LHCb data flow in Run 3

Learning Objectives

  • Understand the changes to the LHCb data flow for Run 3

  • Learn the key concepts on the HLT, Sprucing

LHCb upgrade

In Run 1 & 2 LHCb proved itself not only to be a high-precision heavy flavour physics experiment, but also extended the core physics programme to many different areas such as electroweak physics and fixed-target experiments. This incredible precision led to over 500 papers including breakthroughs such as the first discovery of \( C\!P \)-violation in charm and the first observation of the decay \( B_s^0\to \mu^+\mu^- \) among many others.

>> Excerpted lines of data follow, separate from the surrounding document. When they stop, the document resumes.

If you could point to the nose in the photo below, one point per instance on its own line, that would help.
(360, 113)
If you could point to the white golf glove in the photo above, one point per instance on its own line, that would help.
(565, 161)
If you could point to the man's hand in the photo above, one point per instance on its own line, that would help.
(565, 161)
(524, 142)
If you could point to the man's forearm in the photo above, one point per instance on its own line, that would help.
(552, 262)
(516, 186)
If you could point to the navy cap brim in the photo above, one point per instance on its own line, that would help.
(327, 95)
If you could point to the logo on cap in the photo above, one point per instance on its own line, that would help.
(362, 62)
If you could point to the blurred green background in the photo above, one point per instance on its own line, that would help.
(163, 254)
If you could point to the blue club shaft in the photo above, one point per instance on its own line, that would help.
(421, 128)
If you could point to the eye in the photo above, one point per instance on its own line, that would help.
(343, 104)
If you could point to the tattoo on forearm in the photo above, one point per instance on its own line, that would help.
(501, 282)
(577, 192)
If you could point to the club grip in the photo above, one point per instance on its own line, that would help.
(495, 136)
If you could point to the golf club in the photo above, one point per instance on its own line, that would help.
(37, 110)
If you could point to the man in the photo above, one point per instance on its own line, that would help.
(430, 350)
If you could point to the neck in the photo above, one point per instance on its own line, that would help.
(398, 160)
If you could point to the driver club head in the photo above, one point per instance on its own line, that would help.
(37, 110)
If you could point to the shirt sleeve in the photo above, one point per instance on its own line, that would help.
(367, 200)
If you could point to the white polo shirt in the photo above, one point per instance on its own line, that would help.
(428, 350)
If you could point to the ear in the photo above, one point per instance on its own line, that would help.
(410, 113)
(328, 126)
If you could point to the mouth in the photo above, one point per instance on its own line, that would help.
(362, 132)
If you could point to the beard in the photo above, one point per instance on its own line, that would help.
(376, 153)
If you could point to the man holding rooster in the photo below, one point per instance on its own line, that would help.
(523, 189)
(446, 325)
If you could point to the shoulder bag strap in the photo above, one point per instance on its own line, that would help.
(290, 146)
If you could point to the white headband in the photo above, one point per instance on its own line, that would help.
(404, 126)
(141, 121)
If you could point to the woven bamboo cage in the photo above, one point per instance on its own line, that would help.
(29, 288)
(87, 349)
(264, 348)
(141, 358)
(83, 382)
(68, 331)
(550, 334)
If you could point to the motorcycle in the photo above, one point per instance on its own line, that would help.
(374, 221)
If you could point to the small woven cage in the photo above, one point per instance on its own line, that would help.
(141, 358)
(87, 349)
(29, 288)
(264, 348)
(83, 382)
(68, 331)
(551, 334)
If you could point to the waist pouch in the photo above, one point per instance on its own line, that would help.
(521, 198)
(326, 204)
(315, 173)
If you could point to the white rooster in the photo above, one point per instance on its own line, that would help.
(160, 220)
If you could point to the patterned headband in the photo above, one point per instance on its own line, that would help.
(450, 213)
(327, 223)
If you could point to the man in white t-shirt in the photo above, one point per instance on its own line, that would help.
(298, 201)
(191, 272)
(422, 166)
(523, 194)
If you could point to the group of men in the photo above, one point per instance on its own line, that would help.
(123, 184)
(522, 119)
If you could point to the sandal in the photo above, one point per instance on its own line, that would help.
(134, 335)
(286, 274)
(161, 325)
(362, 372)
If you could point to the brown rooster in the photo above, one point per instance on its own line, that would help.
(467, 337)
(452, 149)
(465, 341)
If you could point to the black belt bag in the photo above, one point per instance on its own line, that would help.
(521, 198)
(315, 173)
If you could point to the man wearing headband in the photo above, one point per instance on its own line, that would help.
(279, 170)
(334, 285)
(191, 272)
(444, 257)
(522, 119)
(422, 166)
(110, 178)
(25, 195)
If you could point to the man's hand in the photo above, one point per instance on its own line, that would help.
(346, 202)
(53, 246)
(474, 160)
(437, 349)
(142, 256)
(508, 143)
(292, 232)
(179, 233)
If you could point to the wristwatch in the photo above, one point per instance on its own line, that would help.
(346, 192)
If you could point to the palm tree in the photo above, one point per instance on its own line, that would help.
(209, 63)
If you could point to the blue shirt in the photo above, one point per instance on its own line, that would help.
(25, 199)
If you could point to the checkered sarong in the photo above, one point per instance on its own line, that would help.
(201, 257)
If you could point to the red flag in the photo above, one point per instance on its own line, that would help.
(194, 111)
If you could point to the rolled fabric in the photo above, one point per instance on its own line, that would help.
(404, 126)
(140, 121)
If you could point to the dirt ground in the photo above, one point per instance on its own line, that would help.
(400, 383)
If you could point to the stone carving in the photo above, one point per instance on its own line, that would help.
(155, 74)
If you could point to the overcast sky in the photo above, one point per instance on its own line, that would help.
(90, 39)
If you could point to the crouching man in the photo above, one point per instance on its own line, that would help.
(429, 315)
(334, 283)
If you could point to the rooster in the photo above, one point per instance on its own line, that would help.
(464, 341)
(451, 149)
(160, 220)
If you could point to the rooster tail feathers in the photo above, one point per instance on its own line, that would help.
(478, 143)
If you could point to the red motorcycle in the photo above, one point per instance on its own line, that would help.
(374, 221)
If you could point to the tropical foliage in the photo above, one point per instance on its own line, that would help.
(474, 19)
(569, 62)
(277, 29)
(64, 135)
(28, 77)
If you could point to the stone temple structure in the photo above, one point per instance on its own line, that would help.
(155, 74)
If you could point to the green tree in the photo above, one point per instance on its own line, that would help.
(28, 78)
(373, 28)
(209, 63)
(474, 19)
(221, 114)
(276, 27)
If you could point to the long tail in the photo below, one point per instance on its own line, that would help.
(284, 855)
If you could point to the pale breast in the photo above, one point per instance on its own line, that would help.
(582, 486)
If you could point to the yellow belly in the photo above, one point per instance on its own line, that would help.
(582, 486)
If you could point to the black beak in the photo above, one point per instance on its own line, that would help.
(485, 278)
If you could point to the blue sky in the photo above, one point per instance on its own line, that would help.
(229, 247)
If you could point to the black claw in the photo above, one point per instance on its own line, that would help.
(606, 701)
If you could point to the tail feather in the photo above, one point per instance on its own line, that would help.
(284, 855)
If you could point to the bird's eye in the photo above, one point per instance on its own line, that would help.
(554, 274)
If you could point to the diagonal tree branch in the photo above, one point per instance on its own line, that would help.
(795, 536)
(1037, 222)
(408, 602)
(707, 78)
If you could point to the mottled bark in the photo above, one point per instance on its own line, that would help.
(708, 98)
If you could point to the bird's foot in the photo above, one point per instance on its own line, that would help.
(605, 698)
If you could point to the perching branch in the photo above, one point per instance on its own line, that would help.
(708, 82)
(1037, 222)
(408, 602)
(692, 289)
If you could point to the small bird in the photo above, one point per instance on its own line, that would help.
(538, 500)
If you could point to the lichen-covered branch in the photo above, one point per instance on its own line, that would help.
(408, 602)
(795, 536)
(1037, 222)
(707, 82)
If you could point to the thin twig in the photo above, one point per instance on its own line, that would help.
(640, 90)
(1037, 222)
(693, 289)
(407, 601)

In order to reach even higher precision the experiment aims to take \( 50\,\mathrm{fb}^{-1} \) of data in Run 3 by increasing the instantaneous luminosity by a factor of five. To be capable of dealing with the higher detector occupancy the experiment will be equipped with an entire new set of tracking detectors with higher granularity and improved radiation tolerance.

One of the most important upgrades in Run 3 will be the removal of the LHCb L0 hardware triggers. As described in the following, this will bring significant changes in the data flow of the experiment both for online and offline processing. It also means that the front-end and readout electronics of all sub-detectors will be replaced, to be able to operate at the bunch crossing rate of \( 40\,\mathrm{MHz} \), as well as the photodetectors of the RICH1 detector.

Upgrade of the LHCb trigger system

The trigger layout for Run 3 will look like this:

"Data processing chain for Run 3"

The LHCb trigger system will be fully redesigned by removing the L0 hardware trigger and moving to a fully-software based trigger. The hardware trigger has a rate limit of 1 MHz, which would be a limitation with the increase in luminosity. Such a low rate could be only achieved by having tight hardware trigger thresholds on \( p_\mathrm{T} \) and \( E_\mathrm{T} \) which is inefficient especially for fully hadronic decay modes. The removal of this bottleneck means that the full detector readout as well as running the HLT1 needs to be enabled at the average non-empty bunch crossing rate in LHCb of \( 30\,\mathrm{MHz} \), a not so trivial computing challenge!

As we saw already at the Run 1 and Run 2 dataflow lecture, the software trigger is implemented in two steps: the HLT1 which performs partial event reconstruction and simple trigger decisions to reduce the data rate, and HLT2, which performs the more computationally expensive full reconstruction and complete trigger selection. One of the most important tasks of building the events is track reconstruction, which is an inherently parallelizable process. For this purpose, HLT1 in Run 3 is implemented as part of the Allen project and run on GPUs.

The HLT architecture

Data from the various subdetectors are received in the central Data Acquisition (DAQ) system of LHCb by custom Field Programmable Gate Array (FPGA) cards, called PCIe40. A set of servers, the Event Builder (EB), then pieces together fragments of raw data information from the subdetectors to form events and group them into packets. The event packets are then passed to an Event Filtering Farm (EFF) for further processing, and events passing the selection end up in storage. The existing HLT architecture of LHCb is well suited for the requirements of GPUs and can be easily adapted to host them in the Event Builder. HLT1 will reduce the data rate by a factor of 30, and implementing it already at the EB level will greatly minimize the size of the network needed for the following steps.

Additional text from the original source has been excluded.